The past few days we noticed Clayton's hair just falling out. No, it was not gradual, it literally started shedding like a puppy dog. Honestly, I was dreading this. I just have been so nervous about his little bald head. I guess thinking that once I saw it, it would just make this journey so real. AND.. of course, I was nervous about how HE would handle it. But, today.. it had to be done. The hair had to go.. so we loaded up and went to Great Clips. As the hairdresser started shaving his head, I saw that he was going to be completely bald. So, quickly I hollered at her ... " Let's leave a Mohawk!". She just smiled and left a little strip in the top, gelled it up, and he was in LOVE. Of course, I know the mohawk will also be short lived, but at least for today, it left a little boy smiling.. and several kids in the waiting room jealous as their moms rolled their eyes at me for being the "tacky" mom that would allow her son to look like that. All of them totally unaware of my motives. The looks continued as we ventured to Walmart to pick up a few things. There were several elderly people that were rolling their eyes and looking so disturbed by the hair. Just a reminder to " Judge Not..."I remind myself of this as I was also disturbed by their willingness to go out in public in slippers and pajama pants :) Just sayin... Just sayin.
Because I knew the hair was going, I asked sweet Heather to take a few family pics in the bluebonnets. I love bluebonnet pictures. So, we marked to beginning of our journey with some cute pictures in the bluebonnets on a gorgeous Spring night.

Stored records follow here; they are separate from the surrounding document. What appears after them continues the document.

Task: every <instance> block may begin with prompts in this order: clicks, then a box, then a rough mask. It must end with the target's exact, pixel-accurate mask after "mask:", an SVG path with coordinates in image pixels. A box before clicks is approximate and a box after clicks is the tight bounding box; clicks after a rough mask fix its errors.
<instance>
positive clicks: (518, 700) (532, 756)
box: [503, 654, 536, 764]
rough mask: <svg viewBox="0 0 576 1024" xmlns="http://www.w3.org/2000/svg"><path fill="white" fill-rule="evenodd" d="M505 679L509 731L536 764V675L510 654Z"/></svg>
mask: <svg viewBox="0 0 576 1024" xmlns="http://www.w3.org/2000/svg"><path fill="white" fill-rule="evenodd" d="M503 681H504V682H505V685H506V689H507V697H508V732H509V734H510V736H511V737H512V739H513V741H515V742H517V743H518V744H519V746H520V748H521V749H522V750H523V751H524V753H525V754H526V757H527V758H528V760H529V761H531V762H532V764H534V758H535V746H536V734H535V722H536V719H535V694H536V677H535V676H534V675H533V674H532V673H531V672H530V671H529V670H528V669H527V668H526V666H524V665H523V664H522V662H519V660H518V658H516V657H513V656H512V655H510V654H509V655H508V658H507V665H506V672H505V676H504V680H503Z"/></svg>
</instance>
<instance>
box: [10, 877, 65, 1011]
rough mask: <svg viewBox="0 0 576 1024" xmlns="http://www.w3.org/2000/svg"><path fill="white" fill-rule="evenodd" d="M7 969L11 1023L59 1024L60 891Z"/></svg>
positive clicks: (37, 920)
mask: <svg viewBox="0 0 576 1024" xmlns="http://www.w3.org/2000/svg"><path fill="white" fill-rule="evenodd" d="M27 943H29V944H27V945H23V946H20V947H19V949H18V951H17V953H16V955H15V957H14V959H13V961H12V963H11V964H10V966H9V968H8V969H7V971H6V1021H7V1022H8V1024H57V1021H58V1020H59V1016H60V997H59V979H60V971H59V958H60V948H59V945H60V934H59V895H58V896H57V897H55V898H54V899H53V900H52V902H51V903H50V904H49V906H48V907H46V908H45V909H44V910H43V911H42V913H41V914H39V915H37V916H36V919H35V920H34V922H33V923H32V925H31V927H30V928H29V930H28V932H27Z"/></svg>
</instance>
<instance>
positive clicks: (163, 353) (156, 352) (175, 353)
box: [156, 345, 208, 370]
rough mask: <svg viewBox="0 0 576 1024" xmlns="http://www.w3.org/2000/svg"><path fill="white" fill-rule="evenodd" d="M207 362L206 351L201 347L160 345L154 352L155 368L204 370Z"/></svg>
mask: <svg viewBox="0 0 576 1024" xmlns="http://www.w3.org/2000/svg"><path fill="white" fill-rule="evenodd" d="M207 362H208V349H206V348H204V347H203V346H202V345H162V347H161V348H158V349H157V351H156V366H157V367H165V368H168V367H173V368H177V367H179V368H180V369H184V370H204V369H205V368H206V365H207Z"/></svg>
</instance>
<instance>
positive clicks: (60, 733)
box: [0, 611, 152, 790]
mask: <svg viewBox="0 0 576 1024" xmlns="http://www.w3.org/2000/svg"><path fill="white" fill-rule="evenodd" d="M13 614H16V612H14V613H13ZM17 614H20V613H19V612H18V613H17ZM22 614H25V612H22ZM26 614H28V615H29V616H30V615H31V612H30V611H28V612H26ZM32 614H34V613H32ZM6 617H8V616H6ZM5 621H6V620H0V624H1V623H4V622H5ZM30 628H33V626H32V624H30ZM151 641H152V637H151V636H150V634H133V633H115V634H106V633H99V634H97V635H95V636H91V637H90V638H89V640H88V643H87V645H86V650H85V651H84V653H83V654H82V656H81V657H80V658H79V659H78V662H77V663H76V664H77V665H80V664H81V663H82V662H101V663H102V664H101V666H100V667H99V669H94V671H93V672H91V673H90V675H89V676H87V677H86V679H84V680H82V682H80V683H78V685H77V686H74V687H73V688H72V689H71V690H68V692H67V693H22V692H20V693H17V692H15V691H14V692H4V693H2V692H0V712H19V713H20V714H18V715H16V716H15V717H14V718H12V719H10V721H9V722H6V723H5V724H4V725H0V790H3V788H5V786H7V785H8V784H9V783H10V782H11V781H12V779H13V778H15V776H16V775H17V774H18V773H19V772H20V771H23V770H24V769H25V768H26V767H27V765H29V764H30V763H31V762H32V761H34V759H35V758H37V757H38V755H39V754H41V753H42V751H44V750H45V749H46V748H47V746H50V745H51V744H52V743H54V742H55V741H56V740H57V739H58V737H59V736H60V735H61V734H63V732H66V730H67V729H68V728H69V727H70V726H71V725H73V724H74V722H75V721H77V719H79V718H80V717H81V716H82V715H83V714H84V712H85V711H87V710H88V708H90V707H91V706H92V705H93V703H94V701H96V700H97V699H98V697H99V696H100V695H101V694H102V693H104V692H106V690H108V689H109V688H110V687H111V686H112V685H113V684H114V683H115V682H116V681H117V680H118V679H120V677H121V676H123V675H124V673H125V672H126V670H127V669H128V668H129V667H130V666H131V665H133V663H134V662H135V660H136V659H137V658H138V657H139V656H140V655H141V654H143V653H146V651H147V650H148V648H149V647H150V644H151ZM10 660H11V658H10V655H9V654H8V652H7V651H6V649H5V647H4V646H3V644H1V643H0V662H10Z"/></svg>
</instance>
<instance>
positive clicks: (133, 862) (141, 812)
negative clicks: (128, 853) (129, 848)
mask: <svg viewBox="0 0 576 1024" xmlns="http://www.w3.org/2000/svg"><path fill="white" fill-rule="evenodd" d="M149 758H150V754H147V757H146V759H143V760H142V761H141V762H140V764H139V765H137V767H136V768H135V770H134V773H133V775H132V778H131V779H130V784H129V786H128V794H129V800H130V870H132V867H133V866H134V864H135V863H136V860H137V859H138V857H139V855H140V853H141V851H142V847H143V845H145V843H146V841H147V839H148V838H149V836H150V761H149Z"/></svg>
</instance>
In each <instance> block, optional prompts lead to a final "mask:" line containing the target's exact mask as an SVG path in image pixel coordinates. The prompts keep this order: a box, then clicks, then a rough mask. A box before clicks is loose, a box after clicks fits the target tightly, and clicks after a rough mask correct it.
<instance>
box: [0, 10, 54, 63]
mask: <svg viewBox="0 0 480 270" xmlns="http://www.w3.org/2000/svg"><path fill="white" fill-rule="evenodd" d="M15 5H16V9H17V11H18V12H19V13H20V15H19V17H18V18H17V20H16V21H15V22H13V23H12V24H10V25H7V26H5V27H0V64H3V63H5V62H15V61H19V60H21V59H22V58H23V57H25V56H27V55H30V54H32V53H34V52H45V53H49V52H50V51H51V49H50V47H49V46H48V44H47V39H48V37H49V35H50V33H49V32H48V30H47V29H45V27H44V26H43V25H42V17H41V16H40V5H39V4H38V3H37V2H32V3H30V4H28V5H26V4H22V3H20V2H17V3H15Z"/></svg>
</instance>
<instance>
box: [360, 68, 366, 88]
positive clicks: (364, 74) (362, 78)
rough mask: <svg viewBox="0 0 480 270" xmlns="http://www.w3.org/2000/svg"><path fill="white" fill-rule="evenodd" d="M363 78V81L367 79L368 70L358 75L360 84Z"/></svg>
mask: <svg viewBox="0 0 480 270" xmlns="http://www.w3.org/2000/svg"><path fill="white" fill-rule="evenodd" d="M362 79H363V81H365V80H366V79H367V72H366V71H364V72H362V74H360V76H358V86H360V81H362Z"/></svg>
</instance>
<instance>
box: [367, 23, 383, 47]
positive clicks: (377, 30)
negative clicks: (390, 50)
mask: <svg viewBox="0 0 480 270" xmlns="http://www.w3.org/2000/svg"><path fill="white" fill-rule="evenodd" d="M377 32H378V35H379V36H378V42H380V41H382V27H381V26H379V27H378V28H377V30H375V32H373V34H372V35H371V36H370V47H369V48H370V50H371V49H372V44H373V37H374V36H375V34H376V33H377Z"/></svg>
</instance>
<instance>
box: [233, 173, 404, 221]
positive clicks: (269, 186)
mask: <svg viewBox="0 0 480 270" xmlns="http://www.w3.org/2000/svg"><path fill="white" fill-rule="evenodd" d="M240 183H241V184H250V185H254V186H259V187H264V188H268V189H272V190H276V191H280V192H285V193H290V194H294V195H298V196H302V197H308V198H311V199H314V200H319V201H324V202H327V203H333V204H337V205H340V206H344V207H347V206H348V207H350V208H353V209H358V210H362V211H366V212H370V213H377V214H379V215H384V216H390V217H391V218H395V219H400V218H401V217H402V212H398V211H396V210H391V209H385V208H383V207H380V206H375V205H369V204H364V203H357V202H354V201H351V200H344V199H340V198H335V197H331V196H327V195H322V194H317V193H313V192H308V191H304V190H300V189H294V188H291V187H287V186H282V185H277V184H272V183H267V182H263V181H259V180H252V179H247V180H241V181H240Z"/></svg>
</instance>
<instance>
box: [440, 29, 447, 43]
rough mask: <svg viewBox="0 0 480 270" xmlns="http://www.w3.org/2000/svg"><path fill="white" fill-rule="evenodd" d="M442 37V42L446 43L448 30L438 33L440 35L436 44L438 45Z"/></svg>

Today we had little chemo that we were able to have administered here in Waco at the Cooks Satellite Clinic at Hillcrest. What a blessing! Our friend Temi was able to do it, and we also met one of the Cooks doctors who happened to be in clinic today in Waco. How awesome! He is friends with the doctors from Texas Children's, and they all seem to be happy to work together to give Clayton the best care possible. The idea that they rise together and work to help us is humbling and precious. It's obvious they all truly love what they do. Clayton's blood work today shows good White Cell counts among other good things, and the doctor says we should expect Clayton to have a great week. He'll do his next overnight chemo in Ft. Worth at Cooks on Wednesday/Thursday of this next week. We are using Cooks instead of Tx Childrens this week for convenience. 1.5 hour drive is a blessing compared to 4 hrs.
I was thinking earlier today how time is flying. A month ago today I was in the waiting room at Texas Children's while my baby was in the MRI machine. It was probably the darkest day of my life. I was literally on my knees in front of all the waiting parents crying and begging God to give us a clean report.... a good word... a great prognosis. I was completely unaware of anyone else around me who was watching me.. just me and God..lots of tears.. and the floor. A month later, we're actually ok.. We're surviving. We're taking one day at a time, and it's okay. We have a long road, but we're on it. We're moving forward. We're laying it at the feet of Jesus, being Held and expecting great things. Our son is smiling most days, we've felt loved like never before by our friends, and we're confident that God is doing an amazing work in our little guy. The Lord is sustaining us.
AND... this little bald head is not as scary and frustrating as I expected it to be. " He's Bald... But He's Living"... quoted from a sweet Cajun mom in the Texas Children's Playroom. As Clayton's little shirt says below.. " Life Is Good"... Embrace it!